Of 39,556 patients starting ART (63% women, median age 35.64 (IQR 29.88 – 42.41)), 31,895 (76%) had a pre-therapy CD4 on record (median CD4 270 cells/μl (IQR 145-396)). The cumulative incidence of mortality after ART initiation in the study population was 5.12% (95% CI 4.32, 6.10). The cumulative incidence of mortality with and without pre-therapy CD4 at 1 year was 4.54% (95% CI 3.73, 5.60) and 7.06% (95% CI 5.14, 9.98), respectively (Cox test for equality p=0.03). After adjustment for pre-therapy WHO stage, sex, age, facility type, ART initiation date, patients without a pre-therapy CD4 had 1.48 times the hazard of mortality in the first year compared to those with a pre-therapy CD4 determination (95% CI 1.00, 2.17, p=0.046). Advanced WHO stage and male sex were associated with higher probability of early mortality (WHO stage IV, HR, 7.69 (95% CI, 4.19, 14.13 p< 0.001) male sex, HR, 1.62 (95% CI, 1.13, 2.32 p< 0.008)).

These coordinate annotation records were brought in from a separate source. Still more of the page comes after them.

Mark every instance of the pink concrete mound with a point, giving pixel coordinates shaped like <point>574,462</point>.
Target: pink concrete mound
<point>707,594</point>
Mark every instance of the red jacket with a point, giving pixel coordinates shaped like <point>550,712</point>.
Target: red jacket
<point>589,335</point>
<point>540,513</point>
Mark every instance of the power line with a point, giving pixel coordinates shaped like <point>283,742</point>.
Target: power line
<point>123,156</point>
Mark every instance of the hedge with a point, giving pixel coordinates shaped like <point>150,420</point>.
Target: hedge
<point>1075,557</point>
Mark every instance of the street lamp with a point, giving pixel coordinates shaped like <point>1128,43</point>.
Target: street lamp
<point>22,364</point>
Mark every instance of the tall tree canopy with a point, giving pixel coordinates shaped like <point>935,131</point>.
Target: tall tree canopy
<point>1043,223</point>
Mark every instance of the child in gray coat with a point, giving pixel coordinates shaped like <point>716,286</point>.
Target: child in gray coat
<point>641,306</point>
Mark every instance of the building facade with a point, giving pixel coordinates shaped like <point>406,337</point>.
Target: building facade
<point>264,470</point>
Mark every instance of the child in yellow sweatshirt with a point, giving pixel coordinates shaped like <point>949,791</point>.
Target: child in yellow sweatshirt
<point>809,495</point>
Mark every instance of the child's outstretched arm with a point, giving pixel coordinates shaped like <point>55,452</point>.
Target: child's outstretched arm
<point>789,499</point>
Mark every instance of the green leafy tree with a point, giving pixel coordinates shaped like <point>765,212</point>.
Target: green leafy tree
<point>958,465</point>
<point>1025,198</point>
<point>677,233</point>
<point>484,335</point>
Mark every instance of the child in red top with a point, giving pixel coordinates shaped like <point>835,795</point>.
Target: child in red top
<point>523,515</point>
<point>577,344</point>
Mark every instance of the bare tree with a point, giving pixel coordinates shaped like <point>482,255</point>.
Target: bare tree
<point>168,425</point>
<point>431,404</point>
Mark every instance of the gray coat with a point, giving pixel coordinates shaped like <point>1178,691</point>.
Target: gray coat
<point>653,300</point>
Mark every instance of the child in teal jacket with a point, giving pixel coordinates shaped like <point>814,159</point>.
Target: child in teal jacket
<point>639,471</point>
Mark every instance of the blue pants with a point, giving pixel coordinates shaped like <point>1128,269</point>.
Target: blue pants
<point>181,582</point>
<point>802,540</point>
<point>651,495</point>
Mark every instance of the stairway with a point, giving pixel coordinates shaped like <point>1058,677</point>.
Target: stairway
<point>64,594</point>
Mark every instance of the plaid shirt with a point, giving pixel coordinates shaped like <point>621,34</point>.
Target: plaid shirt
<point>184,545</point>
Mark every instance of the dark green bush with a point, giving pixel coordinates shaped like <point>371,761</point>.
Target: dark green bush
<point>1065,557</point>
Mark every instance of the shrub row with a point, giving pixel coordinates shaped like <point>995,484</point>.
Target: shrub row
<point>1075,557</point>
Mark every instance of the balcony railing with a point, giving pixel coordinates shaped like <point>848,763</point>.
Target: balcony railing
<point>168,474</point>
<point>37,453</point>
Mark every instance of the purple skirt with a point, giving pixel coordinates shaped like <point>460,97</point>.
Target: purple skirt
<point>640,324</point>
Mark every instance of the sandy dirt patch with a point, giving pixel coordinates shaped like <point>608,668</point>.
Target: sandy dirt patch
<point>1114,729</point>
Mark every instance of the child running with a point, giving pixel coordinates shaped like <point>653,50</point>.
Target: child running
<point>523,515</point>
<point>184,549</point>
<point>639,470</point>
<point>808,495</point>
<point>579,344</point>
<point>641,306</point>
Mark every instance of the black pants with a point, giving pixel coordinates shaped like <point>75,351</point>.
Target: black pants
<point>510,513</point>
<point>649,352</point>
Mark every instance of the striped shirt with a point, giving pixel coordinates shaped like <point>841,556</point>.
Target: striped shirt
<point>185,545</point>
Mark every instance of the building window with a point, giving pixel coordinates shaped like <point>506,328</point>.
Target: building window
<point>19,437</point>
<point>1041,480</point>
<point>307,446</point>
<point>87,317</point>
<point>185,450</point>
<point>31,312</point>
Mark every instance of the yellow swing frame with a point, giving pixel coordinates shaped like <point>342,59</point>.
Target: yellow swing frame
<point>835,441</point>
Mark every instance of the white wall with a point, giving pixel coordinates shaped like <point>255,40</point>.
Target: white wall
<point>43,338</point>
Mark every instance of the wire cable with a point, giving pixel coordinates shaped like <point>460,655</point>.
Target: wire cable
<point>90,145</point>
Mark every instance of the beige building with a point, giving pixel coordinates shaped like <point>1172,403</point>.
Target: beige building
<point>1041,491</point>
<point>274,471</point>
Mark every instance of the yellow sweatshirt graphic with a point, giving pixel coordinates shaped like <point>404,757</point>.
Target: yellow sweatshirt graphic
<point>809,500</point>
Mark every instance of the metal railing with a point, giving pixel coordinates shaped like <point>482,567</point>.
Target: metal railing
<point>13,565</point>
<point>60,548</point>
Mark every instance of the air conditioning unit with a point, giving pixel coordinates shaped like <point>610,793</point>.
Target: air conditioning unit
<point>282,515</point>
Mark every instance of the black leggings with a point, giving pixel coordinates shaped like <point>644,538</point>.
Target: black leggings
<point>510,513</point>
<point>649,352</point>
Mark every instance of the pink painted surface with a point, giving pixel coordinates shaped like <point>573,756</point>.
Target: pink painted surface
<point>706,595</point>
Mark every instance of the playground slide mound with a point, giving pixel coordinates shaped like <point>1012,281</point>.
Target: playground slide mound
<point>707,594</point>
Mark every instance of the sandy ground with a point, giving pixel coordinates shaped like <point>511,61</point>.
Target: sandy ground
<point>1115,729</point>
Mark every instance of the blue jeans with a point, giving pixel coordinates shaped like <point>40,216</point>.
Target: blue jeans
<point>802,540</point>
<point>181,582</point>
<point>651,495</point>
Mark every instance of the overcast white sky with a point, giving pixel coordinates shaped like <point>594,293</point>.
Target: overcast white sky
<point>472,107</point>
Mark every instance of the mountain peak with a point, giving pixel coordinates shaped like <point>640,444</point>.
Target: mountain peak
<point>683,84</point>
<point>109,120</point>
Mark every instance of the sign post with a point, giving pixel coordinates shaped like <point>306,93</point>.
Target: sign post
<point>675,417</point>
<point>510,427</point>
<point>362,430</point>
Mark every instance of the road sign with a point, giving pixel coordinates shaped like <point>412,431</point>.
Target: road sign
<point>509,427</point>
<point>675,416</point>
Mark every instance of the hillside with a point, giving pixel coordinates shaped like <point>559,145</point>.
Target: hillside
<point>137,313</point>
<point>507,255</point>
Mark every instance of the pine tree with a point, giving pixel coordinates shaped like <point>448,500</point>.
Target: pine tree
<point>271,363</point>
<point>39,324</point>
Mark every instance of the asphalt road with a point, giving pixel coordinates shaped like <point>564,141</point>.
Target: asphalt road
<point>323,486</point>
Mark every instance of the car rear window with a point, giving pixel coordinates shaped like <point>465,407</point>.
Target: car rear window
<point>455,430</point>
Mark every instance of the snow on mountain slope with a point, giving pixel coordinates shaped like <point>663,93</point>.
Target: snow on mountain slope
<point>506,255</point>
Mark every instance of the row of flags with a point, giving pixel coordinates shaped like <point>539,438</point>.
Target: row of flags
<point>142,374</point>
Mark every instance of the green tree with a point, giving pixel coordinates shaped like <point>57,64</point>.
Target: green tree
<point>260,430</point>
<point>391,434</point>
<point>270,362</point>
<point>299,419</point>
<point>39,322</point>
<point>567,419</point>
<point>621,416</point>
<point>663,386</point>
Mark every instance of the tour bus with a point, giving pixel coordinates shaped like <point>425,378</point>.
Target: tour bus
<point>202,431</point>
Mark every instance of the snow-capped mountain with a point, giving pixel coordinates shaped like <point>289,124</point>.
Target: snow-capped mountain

Despite the possibility of unmeasured confounding, these results suggest that patients initiating ART without pre-therapy CD4 experience a higher risk of early mortality even after adjustment for demographic characteristics and disease stage. Even though pre-therapy CD4 are no longer required to determine eligibility, further research to evaluate the safety of discontinuing pre-therapy CD4 is needed before widespread discontinuation.